Sex offender law challenged

CLEVELAND – A federal court ruling that strikes down part of an Ohio law banning convicted sex offenders from living near schools applies to thousands of offenders living in 40 counties in northern Ohio, a lawyer who successfully challenged the law said today.

The decision affects offenders living in the jurisdiction of the U.S. District Court Northern District of Ohio, said David Singleton, executive director of the Cincinnati-based Ohio Justice and Policy Center.

In a decision yesterday, Judge James S. Gwin in Akron ruled that the law cannot be applied to anyone who committed a crime before July 31, 2003, the effective date of the Ohio Legislature’s ban on offenders living within 1,000 feet of school property.

The legal challenge was filed on behalf of Lane Mikaloff, 39, who served 16 years in prison for raping a woman in 1986.

“It is going to be the law of the Northern District of Ohio for all those individuals who like Mr. Mikaloff committed offenses before the law went into effect,” Singleton said.

Singleton said it was the only standing federal court ruling to declare the law unconstitutional when applied retroactively. A similar ruling by a federal judge in Iowa was struck down by an appeals court in 2005.

Douglas Powley, chief city prosecutor in Akron, said today he hopes lawmakers can craft a law that can withstand a constitutional challenge.

“I sympathize with the efforts of the state Legislature to try to protect the children in our community from sex offenders and hope that we can find ways to provide that protection that will meet constitutional muster,” he said.

Mikaloff received an eviction notice in 2005 from the Summit County sheriff’s office because of his home’s proximity to a public school in Akron.

Summit County Prosecutor Sherri Bevan Walsh plans to appeal Gwin’s ruling.

Ohio Attorney General Marc Dann argues the ruling doesn’t affect anyone but Mikaloff. “This ruling is based on the unique set of facts and circumstances presented to the Court by this plaintiff, and affects him alone,” Dann said in a statement.

Singleton disagreed. “That’s like saying that Brown versus Board of Education only applied to the Brown plaintiff,” he said referring to the landmark case that barred segregation in public schools.

Singleton said while not technically binding outside of the Northern District, other courts will look at the issue when considering similar lawsuits, including pending cases in Florida and Georgia.

In nearby Parma, Mayor Dean DePiero said he would lobby fellow mayors to have the Ohio Municipal League join in an appeal of the judge’s ruling.

“We have been very aggressive in enforcing the 1,000-foot restriction and have filed a variety of successful lawsuits to evict sex offenders from the city,” the mayor said. “I, like many other mayors I’ve spoken with, believe that the ruling is wrong.”

Parma, Cleveland’s biggest suburb, has successfully sued to evict 35 sex offenders from living near schools in the past three years, mayoral spokesman Powell Caesar said.

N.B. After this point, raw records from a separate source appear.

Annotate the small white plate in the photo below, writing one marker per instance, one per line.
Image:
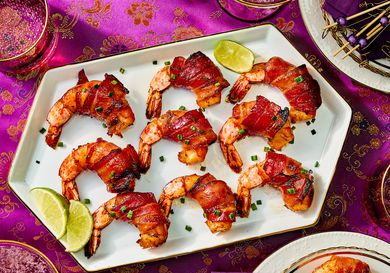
(313, 18)
(118, 241)
(307, 253)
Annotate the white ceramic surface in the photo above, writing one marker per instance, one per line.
(303, 255)
(118, 244)
(312, 16)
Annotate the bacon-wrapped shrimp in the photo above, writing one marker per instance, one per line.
(197, 73)
(254, 118)
(340, 264)
(104, 100)
(190, 128)
(281, 172)
(118, 168)
(140, 209)
(214, 196)
(298, 86)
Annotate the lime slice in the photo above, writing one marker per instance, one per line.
(53, 207)
(234, 56)
(79, 227)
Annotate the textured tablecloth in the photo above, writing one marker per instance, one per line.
(94, 28)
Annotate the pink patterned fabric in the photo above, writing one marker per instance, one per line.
(89, 29)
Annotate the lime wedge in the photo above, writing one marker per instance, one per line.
(53, 207)
(79, 227)
(234, 56)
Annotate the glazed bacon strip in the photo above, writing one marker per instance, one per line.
(118, 168)
(199, 74)
(104, 100)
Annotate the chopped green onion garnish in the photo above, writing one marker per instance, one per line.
(130, 214)
(291, 191)
(253, 206)
(231, 216)
(188, 228)
(299, 79)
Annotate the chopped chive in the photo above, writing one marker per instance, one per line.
(253, 206)
(188, 228)
(231, 216)
(130, 214)
(291, 191)
(298, 79)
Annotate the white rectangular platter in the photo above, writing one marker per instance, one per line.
(118, 241)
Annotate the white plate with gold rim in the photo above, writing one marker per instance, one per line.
(118, 241)
(308, 253)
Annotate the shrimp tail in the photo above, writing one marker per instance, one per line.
(232, 156)
(154, 104)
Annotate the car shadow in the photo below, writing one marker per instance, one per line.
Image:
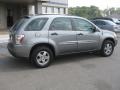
(11, 64)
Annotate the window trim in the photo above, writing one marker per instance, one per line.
(32, 21)
(61, 30)
(74, 29)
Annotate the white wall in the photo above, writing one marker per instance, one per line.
(3, 20)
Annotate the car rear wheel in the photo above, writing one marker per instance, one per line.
(107, 48)
(42, 57)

Carrie Boyert, 31, of suburban Brooklyn Heights, has a 4-year-old daughter in preschool and said she disagreed with the judge’s ruling. “I don’t think sexual offenders should be allowed to live anywhere near a school,” she said.

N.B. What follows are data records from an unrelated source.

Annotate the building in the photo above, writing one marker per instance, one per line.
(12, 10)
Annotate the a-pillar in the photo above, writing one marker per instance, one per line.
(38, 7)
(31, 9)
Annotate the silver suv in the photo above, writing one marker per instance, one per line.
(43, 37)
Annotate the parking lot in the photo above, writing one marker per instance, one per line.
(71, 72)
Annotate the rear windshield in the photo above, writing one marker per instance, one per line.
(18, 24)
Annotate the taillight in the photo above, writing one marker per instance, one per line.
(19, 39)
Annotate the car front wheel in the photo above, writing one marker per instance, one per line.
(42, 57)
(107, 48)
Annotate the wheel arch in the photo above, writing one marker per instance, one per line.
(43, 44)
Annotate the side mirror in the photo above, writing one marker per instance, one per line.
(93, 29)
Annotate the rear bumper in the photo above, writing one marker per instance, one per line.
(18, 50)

Boyert watches her daughter closely because a convicted rapist works 1 mile away. “I can’t control where people work but I certainly don’t want my kids outside, or out of my sight, knowing that there’s a rapist that works down the street,” she said.

Next month the Ohio Supreme Court will hear arguments on a similar challenge by a sex offender – convicted in 1995 and 1999 in Cincinnati – who argues he shouldn’t have been forced to move.